My costume is color, color, and more color. And patterns. Who says you can’t combine them? Also boots. Every good superhero has boots, not the silly, strappy, stiletto things people keep giving female superheroes, proper cowgirl/cowboy boots for kicking things. In purple.
But no capes. Anyone who’s seen The Incredibles knows why.
What is your kryptonite? What are the biggest challenges faced in your writing?
Scene description is an area I really have to work on, usually in the second draft. I tend to get so caught up in the action that I forget that other people need to have a clue what the place looks like. It’s a challenge, but I wouldn’t call it my kryptonite. It’s not something that shuts me down as a writer. That would be keeping it all too serious. I love to read darker books, but I can’t write them for the life of me. I try to be sad or spooky and in the end just wind up with a fart joke. Not that there aren’t serious moments in my books, but the tone is light overall… and always will be.
What was the supervillain that threatened to stop your latest project and how did you vanquish it?
For the project I’m currently working on, the supervillain was the belief that the idea was just silly, a throwaway gag short story, and that was it. My writers’ group kept asking to hear the next chapter, and eventually I listened to them.
What important lessons have you learned along the way?
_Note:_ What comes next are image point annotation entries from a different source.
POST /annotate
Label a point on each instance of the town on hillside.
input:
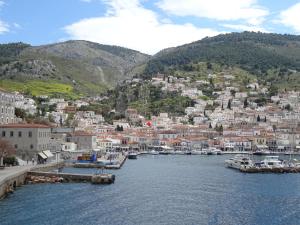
(224, 114)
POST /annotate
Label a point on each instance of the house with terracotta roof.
(83, 140)
(27, 139)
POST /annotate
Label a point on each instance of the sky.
(144, 25)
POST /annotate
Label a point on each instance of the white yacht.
(196, 152)
(179, 152)
(272, 162)
(132, 155)
(153, 152)
(238, 161)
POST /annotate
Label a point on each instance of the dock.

Don’t let other people make you think your style isn’t “serious enough.” There’s a place for serious, but who wants to be serious all the time?
What have been the best/most memorable experiences along the way?
The best moment was the first time a box of shiny books with my name on them arrived at my door. It was Christmas, birthday, and Halloween (you know, treats) all rolled into one.
If you did this again what would you do differently and what would you not change?
I would start getting serious (about being a writer, I mean, not about plot!) earlier, and just get off my butt and do it. I would never change all the fantastic plotting, planning moments when I bounced ideas off my husband or let him read pages. He reacts to fiction so viscerally, if we go to the movies I spend half the time watching him.
What is the best (writing or otherwise) advice you have ever gotten and why.
Forget perfection. You’ll never achieve it. Just try for 80 percent of perfection and you’ve done far more than most people. That sounds really cynical on the surface, but it’s actually quite freeing. You don’t have to achieve the ideal in your head, just 80 percent of it. And the result will be pretty darn good.
Tell us about you new book and why we need to drop everything and get it now.
The Poison in All of Us: In 1918 Georgia, sixteen-year-old Emmie McAllister and her best frenemy Dessa investigate the murder of their town’s most prominent suffragist.
There’s dead people, suffragists, antisuffragists (boo), a motorcycle, and poison, of course. And let’s not forget it’s set in a post-war Christmastime. Why was this woman murdered? Because of suffrage, her past, or something else?
This novella is about power, the people who have it and the people who want it. And it’s about two girls who are trying to figure out what that means in their lives and if they have any real control at all.
What’s in store for you in the future? Do you have any other big projects on the horizon?
While I research and plot the next Emmie and Dessa book, somewhat on the backburner, I’m cleansing my palate with a contemporary setting, the same book my critique group kept asking to see more of. Hopefully releasing by New Year’s, the next book is The Orchid Caper: A down-on-her-luck young burglar lands a contract to steal a rare strain of vanilla orchid. And yes, there are fart jokes.
As for Emmie and Dessa, they’ll be coming back in The Dead Man’s Song in Savannah during the summer of 1919, and jazz musicians will be disappearing. Hopefully this will be coming out in the summer of 2017.